Creating A Berkshire Tale – It’s All ‘Bout da Place

BSO at Tanglewood
Tuning up at Tanglewood

As I mentioned in an earlier post, A Berkshire Tale started out as  a single children’s book. My husband Charley and I enjoyed many memorable afternoons and evenings on the lawn at Tanglewood, summer home of the Boston Symphony Orchestra. One evening, listening to the lovely violinist, Anne-Sophie Mutter play Mozart, we became enthralled. I decided to write about it through the eyes of a kitten hearing music from the stage for the first time. The little tabby, ZuZu, falls in love with Mozart and is given a memento of her very first concert; the cloth Anne-Sophie used to rest the violin on her shoulder. ZuZu brings it back to her loft bed and declares that this has been the best night of her whole, entire life.

I imagine this reaction is one that many young people have when they hear their first live performance  on a stage. It started me thinking about the wonderful places Charley and I had visited in the Berkshires and I decided I wanted to share them with others, particularly children.

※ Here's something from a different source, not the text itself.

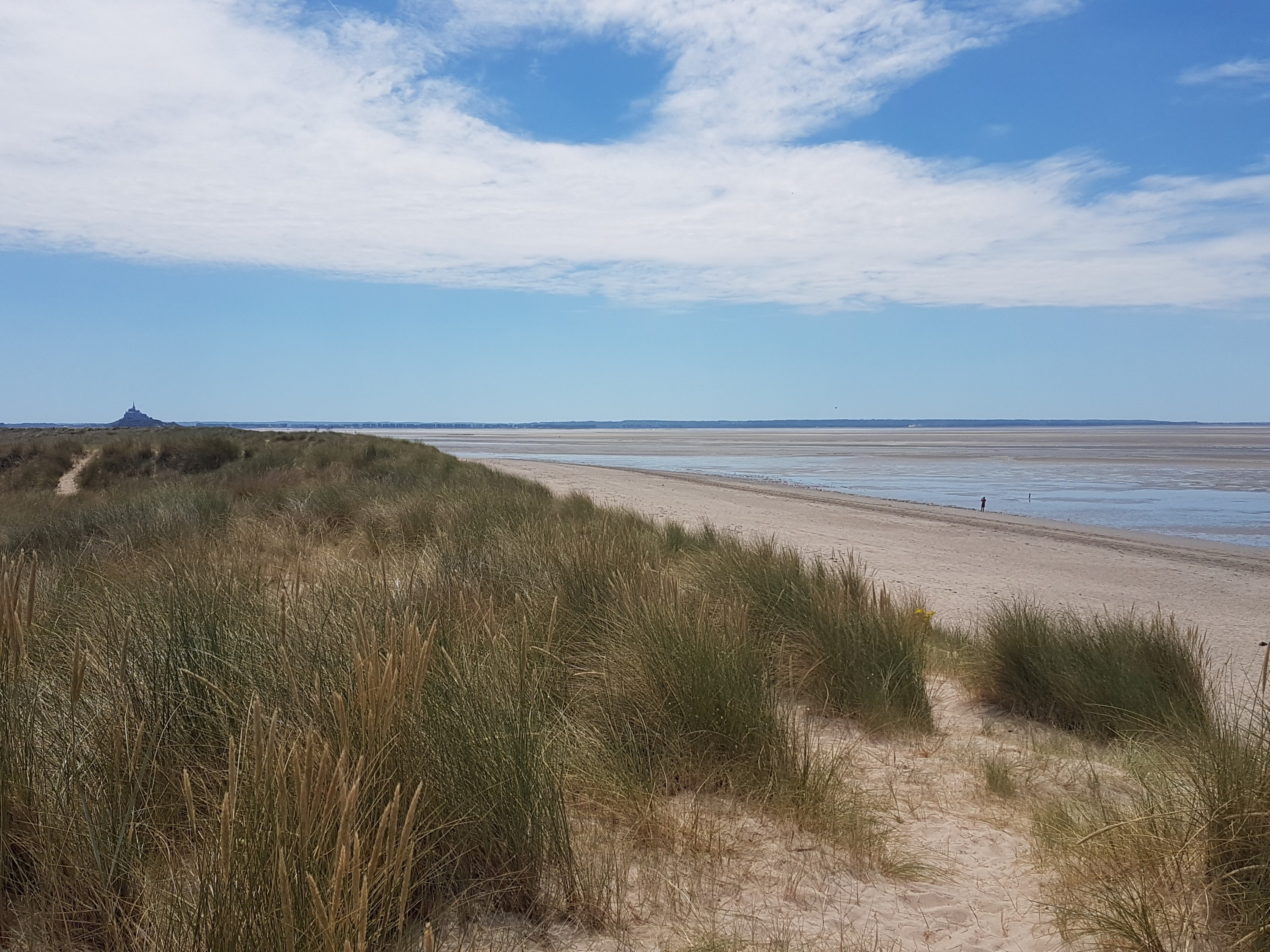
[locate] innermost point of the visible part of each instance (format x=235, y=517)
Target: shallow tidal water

With me, it’s all about the place. I am captivated by settings.  Tanglewood is a particularly magical one. Listening to concerts on a summer’s evening, a cool IMG_6536 (1)breeze carrying the orchestra’s notes through the Koussevitzky Music Shed on to the lawn to an audience of thousands is inspiring. All of the senses are actively involved in creating such an awesome experience. I remember my own first concert at Tanglewood. The final piece was Tchaikovsky’s 1812 Overture – Seiji Ozawa conducting, church bells wildly pealing, cymbals clashing, cannons blasting out on the grass, fireworks overhead. Magnificent!

Author with Anne-Sophie Mutter at Tanglewood
Author with Anne-Sophie Mutter at Tanglewood

Since then, there have been many other  concerts, but it was Anne-Sophie Mutter’s Mozart violin concertos that stirred me to begin writing what would become the first of the ten tales contained in A Berkshire Tale.

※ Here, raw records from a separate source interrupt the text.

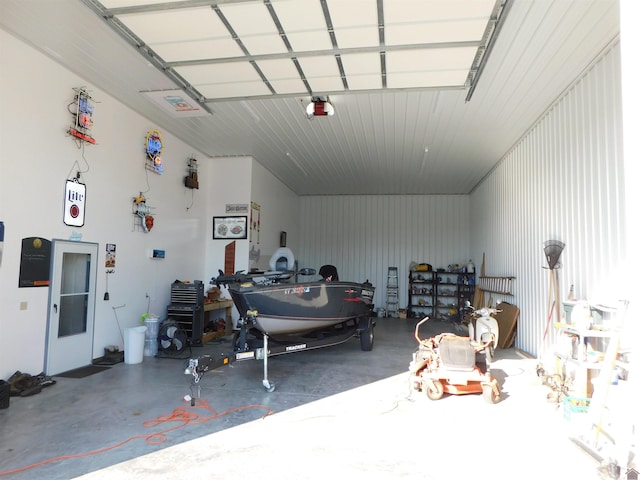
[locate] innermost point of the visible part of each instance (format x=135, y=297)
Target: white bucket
x=134, y=344
x=153, y=326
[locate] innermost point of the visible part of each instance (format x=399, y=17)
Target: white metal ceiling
x=248, y=49
x=399, y=86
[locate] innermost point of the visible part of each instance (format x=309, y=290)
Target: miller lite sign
x=75, y=196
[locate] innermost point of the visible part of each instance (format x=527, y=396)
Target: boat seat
x=282, y=260
x=329, y=273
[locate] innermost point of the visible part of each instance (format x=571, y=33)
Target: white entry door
x=72, y=295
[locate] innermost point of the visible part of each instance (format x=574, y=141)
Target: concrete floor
x=335, y=411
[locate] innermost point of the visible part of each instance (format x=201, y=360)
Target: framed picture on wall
x=225, y=228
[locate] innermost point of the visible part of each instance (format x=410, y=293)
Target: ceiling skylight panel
x=234, y=90
x=360, y=63
x=216, y=73
x=278, y=69
x=254, y=26
x=170, y=26
x=129, y=3
x=430, y=60
x=438, y=79
x=355, y=23
x=319, y=66
x=198, y=50
x=410, y=11
x=325, y=84
x=435, y=32
x=288, y=86
x=303, y=23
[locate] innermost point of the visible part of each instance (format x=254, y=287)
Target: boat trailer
x=248, y=349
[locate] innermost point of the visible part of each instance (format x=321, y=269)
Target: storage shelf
x=447, y=291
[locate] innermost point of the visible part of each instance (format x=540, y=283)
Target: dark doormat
x=83, y=371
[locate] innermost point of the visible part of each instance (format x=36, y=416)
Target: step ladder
x=392, y=292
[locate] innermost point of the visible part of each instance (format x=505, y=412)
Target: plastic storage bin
x=134, y=344
x=151, y=337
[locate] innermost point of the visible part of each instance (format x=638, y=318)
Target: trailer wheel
x=433, y=389
x=489, y=394
x=366, y=335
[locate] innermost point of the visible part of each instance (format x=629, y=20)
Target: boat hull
x=303, y=307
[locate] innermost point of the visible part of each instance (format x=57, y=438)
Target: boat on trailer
x=279, y=315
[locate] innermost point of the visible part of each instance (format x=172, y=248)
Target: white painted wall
x=37, y=156
x=365, y=235
x=279, y=211
x=563, y=181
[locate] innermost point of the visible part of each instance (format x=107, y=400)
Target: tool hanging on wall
x=153, y=147
x=191, y=180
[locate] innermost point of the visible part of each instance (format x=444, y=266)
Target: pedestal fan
x=552, y=251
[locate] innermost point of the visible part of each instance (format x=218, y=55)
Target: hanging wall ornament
x=143, y=212
x=154, y=146
x=191, y=180
x=82, y=110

Nathaniel Hawthorne once lived on the property where he wrote his own Tanglewood Tales. The name for the summer home of the BSO originated from this title and it was the reason I chose to call my book A Berkshire Tale. It’s a place that stirs the imagination and invites creativity to enter in. Like a book, it can be a sanctuary where one can safely dwell and enjoy beauty as it unfolds. It is a wonderful setting for  children to first experience the thrill of a live concert. Maybe, like ZuZu, they will even fall in love with Mozart.